Memang beginilah watak gadis puteri Beng-kauwcu ini. Mungkin karena semenjak kecil terlalu dimanja, atau memang memiliki watak aneh keturunan ayahnya yang terkenal sebagai tokoh aneh di dunia kang-ouw, gadis ini suka sekali melihat laki-laki, sebanyak-banyaknya, jatuh hati kepadanya. Suka Ia menggoda, menonjolkan kejelitaannya agar mereka makin dalam terperosok, kemudian akan ia kecewakan mereka, akan ia permainkan mereka dan melihat mereka menderita, ia akan mentertawakannya!
"Untung engkau masih belum terlalu rendah untuk menarik kembali janjimu. Kwee Seng, aku menuntut janjimu itu pada besok malam, tepat tengah malam, disini juga. Aku akan menjumpaimu disini dan..."
"Tidak, Liu Lu Sian. Tempat ini kurang sepi, mungkin ada orang lewat dan akan melihat kita. Kau lihat bukit disana itu. Tampaknya sukar didatangi, terjal dan liar. Jangan kira mudah menerima ilmu. Aku hanya mau menurunkan ilmuku kepadamu di puncak bukit itu. Besok malam tengah malam tepat, aku menantimu disana!"
Lu Sian menengok kearah timur. Matahari mulai muncul dan tampaklah bayangan sebuah bukit yang tak berapa jauh dari tempat itu. Bukit yang bentuknya aneh, puncaknya mencuat tinggi bentuknya seperti kepala naga atau kepala mahluk aneh.
"Baik, besok malam aku akan berada di puncak itu!"

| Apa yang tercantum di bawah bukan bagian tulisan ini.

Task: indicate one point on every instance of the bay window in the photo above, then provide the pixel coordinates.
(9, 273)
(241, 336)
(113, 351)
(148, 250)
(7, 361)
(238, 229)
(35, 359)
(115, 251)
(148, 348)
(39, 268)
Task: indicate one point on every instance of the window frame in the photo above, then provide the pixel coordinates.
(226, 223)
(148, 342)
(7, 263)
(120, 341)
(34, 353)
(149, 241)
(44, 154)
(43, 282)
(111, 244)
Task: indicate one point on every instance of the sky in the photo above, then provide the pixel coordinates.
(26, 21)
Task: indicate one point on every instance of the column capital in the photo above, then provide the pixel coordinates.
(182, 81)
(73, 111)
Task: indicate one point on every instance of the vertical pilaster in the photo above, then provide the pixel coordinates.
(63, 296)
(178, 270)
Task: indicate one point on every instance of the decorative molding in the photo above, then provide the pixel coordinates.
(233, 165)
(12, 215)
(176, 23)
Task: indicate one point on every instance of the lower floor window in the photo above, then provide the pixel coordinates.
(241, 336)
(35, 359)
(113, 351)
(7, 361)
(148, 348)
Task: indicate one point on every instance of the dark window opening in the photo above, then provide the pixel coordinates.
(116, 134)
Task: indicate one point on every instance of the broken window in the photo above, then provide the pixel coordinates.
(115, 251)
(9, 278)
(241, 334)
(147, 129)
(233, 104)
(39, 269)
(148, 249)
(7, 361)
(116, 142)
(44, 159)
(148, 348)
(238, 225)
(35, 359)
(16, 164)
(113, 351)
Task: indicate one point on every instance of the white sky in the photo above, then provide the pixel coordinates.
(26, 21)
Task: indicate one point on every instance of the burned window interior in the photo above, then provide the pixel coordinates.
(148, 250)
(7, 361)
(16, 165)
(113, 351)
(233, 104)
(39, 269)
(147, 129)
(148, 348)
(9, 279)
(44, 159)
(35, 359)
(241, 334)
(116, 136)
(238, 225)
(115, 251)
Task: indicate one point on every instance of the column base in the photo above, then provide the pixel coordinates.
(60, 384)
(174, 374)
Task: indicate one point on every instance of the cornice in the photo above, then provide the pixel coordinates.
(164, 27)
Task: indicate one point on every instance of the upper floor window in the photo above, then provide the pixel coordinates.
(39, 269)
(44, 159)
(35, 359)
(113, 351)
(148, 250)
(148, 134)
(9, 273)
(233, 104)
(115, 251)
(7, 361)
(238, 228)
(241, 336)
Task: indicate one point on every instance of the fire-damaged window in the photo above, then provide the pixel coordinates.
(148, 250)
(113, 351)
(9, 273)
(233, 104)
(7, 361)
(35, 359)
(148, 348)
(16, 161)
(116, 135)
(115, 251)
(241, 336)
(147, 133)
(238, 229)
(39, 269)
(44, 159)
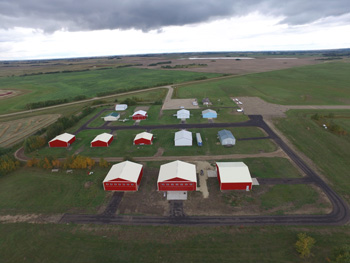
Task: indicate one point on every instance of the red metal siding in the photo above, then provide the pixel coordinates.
(58, 143)
(143, 141)
(120, 186)
(177, 186)
(235, 186)
(140, 177)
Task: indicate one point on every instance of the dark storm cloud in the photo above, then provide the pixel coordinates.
(74, 15)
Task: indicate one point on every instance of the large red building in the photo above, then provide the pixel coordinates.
(233, 176)
(143, 138)
(177, 176)
(139, 115)
(102, 140)
(62, 140)
(125, 176)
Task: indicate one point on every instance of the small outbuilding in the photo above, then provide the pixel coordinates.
(114, 116)
(209, 114)
(226, 138)
(183, 138)
(183, 114)
(125, 176)
(102, 140)
(62, 140)
(121, 107)
(199, 139)
(143, 138)
(139, 115)
(177, 176)
(233, 176)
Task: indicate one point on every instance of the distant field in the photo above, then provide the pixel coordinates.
(89, 83)
(323, 84)
(330, 152)
(12, 132)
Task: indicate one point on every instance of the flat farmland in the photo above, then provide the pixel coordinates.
(12, 132)
(322, 84)
(89, 83)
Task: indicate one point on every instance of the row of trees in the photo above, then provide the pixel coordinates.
(72, 162)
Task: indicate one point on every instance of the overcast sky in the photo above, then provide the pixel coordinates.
(71, 28)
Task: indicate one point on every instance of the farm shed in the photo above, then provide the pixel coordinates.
(177, 176)
(206, 101)
(233, 176)
(143, 138)
(183, 138)
(199, 139)
(226, 138)
(114, 116)
(209, 114)
(183, 114)
(62, 140)
(125, 176)
(121, 107)
(139, 115)
(102, 140)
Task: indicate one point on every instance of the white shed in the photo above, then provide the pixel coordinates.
(183, 138)
(183, 114)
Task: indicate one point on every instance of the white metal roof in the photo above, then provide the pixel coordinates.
(126, 170)
(178, 169)
(121, 107)
(141, 112)
(183, 135)
(104, 137)
(65, 137)
(234, 172)
(144, 135)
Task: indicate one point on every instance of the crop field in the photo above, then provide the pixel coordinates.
(12, 132)
(322, 84)
(89, 83)
(329, 151)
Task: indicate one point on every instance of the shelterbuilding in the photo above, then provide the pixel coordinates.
(233, 176)
(177, 176)
(62, 140)
(125, 176)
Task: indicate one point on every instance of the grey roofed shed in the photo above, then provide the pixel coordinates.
(226, 138)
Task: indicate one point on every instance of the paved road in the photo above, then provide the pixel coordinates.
(340, 214)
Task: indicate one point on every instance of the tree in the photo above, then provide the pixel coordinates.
(304, 245)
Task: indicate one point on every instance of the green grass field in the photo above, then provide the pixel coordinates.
(68, 85)
(31, 190)
(323, 84)
(330, 152)
(72, 243)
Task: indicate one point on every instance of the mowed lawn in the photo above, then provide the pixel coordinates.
(89, 83)
(330, 152)
(94, 243)
(31, 190)
(322, 84)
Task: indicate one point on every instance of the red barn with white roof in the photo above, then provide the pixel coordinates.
(62, 140)
(102, 140)
(143, 138)
(177, 176)
(233, 176)
(139, 115)
(125, 176)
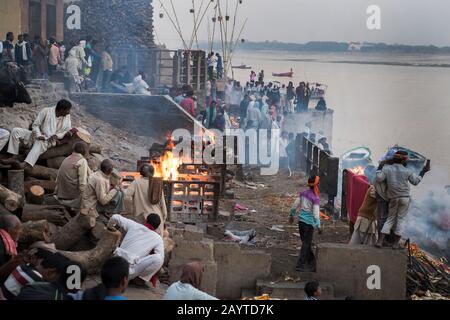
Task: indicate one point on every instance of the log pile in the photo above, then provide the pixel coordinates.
(28, 194)
(427, 278)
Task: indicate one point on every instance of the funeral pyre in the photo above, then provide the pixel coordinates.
(427, 278)
(192, 191)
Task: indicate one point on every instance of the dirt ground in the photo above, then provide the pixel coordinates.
(269, 200)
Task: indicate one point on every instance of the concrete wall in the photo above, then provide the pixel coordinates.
(152, 116)
(228, 269)
(10, 17)
(346, 267)
(320, 121)
(238, 269)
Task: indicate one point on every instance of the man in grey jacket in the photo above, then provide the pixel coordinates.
(397, 178)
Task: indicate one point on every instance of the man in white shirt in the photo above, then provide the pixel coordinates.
(140, 85)
(253, 116)
(73, 177)
(4, 138)
(142, 247)
(51, 125)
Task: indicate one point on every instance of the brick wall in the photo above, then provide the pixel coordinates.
(119, 23)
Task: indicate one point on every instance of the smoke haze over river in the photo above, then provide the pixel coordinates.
(377, 102)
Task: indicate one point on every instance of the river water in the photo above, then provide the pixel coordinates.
(379, 99)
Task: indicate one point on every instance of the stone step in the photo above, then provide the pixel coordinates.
(292, 290)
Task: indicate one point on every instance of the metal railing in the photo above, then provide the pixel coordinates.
(314, 161)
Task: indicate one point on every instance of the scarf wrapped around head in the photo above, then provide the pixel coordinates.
(192, 274)
(8, 242)
(155, 190)
(315, 184)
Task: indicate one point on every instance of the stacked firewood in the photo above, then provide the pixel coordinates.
(427, 277)
(29, 194)
(118, 23)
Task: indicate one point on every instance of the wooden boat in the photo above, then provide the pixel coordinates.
(286, 74)
(415, 162)
(318, 90)
(242, 66)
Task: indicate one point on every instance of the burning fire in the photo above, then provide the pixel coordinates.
(168, 164)
(359, 171)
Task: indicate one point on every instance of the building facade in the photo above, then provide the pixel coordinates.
(43, 18)
(119, 23)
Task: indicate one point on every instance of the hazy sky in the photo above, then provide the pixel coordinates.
(402, 21)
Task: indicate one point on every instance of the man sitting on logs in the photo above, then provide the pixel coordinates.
(142, 247)
(51, 125)
(73, 177)
(4, 138)
(100, 195)
(147, 195)
(10, 229)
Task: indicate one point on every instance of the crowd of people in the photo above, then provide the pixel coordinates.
(88, 65)
(40, 271)
(382, 215)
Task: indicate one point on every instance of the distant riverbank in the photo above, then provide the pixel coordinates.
(334, 47)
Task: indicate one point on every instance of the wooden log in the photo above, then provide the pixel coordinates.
(33, 231)
(3, 210)
(73, 231)
(9, 199)
(95, 148)
(55, 163)
(44, 173)
(16, 183)
(48, 185)
(57, 215)
(36, 195)
(93, 259)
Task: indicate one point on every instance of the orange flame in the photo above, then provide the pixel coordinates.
(359, 171)
(167, 166)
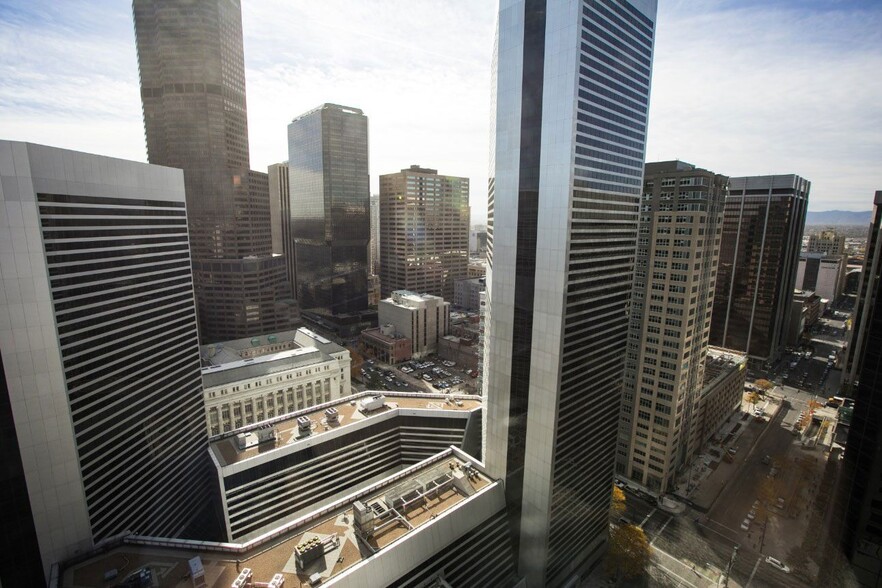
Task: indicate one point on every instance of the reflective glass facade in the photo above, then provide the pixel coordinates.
(330, 208)
(763, 221)
(191, 63)
(571, 83)
(424, 232)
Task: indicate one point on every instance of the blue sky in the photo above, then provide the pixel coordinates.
(741, 87)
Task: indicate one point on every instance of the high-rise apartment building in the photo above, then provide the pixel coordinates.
(330, 208)
(827, 242)
(860, 489)
(375, 234)
(571, 94)
(101, 404)
(678, 247)
(424, 231)
(759, 253)
(191, 63)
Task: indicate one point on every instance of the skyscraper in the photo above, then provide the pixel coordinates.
(571, 94)
(677, 252)
(102, 395)
(191, 63)
(859, 485)
(424, 231)
(280, 212)
(759, 253)
(330, 208)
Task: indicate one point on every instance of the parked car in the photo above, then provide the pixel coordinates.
(776, 563)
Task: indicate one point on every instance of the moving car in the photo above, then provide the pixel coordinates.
(776, 563)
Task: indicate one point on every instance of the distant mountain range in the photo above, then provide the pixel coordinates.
(838, 217)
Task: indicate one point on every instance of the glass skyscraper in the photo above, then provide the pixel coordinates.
(330, 208)
(571, 94)
(191, 62)
(763, 219)
(100, 357)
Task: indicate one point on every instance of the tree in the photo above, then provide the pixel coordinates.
(629, 552)
(763, 385)
(617, 507)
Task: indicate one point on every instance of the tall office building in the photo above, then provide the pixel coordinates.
(571, 94)
(191, 63)
(677, 252)
(101, 404)
(827, 242)
(280, 212)
(860, 490)
(375, 234)
(759, 253)
(424, 231)
(330, 208)
(869, 285)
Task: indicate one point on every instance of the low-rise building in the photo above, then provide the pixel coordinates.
(422, 318)
(247, 381)
(467, 293)
(463, 351)
(724, 374)
(384, 344)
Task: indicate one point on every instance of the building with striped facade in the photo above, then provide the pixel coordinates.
(100, 355)
(571, 87)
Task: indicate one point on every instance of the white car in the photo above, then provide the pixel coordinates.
(778, 564)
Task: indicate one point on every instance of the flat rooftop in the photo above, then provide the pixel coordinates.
(429, 489)
(226, 451)
(244, 369)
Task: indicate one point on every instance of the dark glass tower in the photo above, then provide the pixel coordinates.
(763, 219)
(192, 70)
(860, 484)
(571, 94)
(330, 208)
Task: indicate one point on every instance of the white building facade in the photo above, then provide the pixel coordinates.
(422, 318)
(289, 377)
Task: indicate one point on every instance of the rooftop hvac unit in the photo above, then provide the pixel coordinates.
(309, 551)
(243, 579)
(266, 433)
(372, 403)
(364, 518)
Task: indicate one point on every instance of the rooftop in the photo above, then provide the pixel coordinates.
(720, 362)
(327, 542)
(238, 349)
(226, 451)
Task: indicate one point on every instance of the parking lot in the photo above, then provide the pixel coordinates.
(427, 375)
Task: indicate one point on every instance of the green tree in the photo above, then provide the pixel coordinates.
(629, 552)
(617, 506)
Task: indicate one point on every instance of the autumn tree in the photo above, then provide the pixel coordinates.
(763, 385)
(629, 552)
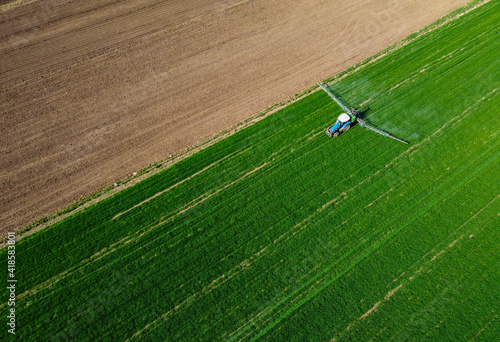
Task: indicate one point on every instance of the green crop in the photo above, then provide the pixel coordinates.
(278, 233)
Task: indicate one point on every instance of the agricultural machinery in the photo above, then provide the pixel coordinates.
(349, 118)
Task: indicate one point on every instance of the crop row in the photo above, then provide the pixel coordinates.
(282, 234)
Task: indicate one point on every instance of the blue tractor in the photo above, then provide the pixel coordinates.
(346, 120)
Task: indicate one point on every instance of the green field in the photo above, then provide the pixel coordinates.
(279, 233)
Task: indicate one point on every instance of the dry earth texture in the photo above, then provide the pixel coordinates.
(93, 91)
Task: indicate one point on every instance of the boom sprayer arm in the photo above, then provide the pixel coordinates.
(353, 112)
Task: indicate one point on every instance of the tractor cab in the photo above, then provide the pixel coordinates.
(343, 123)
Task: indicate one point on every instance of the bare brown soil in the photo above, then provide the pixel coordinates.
(91, 91)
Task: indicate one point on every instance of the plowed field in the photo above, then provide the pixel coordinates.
(91, 91)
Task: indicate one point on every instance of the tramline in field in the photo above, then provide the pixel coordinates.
(346, 120)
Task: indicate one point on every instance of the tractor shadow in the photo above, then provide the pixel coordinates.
(362, 115)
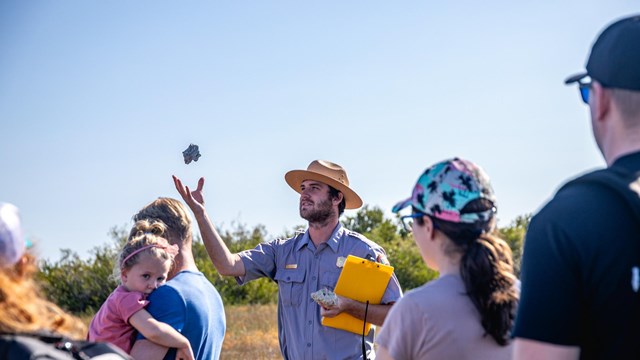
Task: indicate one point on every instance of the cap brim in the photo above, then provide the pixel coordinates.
(295, 178)
(575, 78)
(401, 205)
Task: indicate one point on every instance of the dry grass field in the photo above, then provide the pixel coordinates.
(252, 333)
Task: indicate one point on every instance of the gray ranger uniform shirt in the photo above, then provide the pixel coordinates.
(300, 268)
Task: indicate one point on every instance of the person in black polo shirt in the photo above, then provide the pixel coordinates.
(581, 264)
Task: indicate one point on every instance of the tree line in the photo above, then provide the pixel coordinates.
(80, 286)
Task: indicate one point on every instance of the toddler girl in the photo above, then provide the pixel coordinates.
(143, 265)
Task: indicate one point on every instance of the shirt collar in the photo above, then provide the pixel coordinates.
(333, 241)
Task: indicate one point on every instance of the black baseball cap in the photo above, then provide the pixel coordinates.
(615, 56)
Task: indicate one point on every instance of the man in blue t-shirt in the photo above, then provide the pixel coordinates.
(188, 301)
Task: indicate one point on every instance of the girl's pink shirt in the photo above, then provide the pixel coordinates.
(111, 322)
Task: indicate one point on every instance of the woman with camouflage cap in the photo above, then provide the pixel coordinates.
(469, 310)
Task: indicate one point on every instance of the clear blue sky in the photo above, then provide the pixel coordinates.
(99, 98)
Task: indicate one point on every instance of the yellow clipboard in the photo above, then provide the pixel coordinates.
(359, 280)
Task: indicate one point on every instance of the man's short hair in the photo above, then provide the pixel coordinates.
(333, 193)
(628, 101)
(173, 214)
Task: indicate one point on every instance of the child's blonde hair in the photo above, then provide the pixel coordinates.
(145, 237)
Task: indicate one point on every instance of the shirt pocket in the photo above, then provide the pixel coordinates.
(290, 286)
(329, 279)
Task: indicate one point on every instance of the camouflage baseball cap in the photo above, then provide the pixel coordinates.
(444, 189)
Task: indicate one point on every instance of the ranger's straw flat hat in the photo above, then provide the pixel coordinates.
(329, 173)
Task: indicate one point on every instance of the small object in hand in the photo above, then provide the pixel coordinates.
(325, 297)
(191, 154)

Setelah berkata demikian, Lu Sian meloncat keatas kudanya dan melarikan kuda itu pergi meninggalkan Kwee Seng. Pemuda itu berdiri tegak seperti patung, mendengarkan derap kaki kuda yang makin lama makin jauh, lalu ia meramkan matanya, serasa perih hatinya, serasa jantungnya dirobek dan serasa semangatnya terbang melayang mengikuti suara derap kaki kuda yang membawa lari Lu Sian, gadis yang selama ini memenuhi hatinya. Tiba-tiba ia tertawa dan menampar kepalanya sendiri.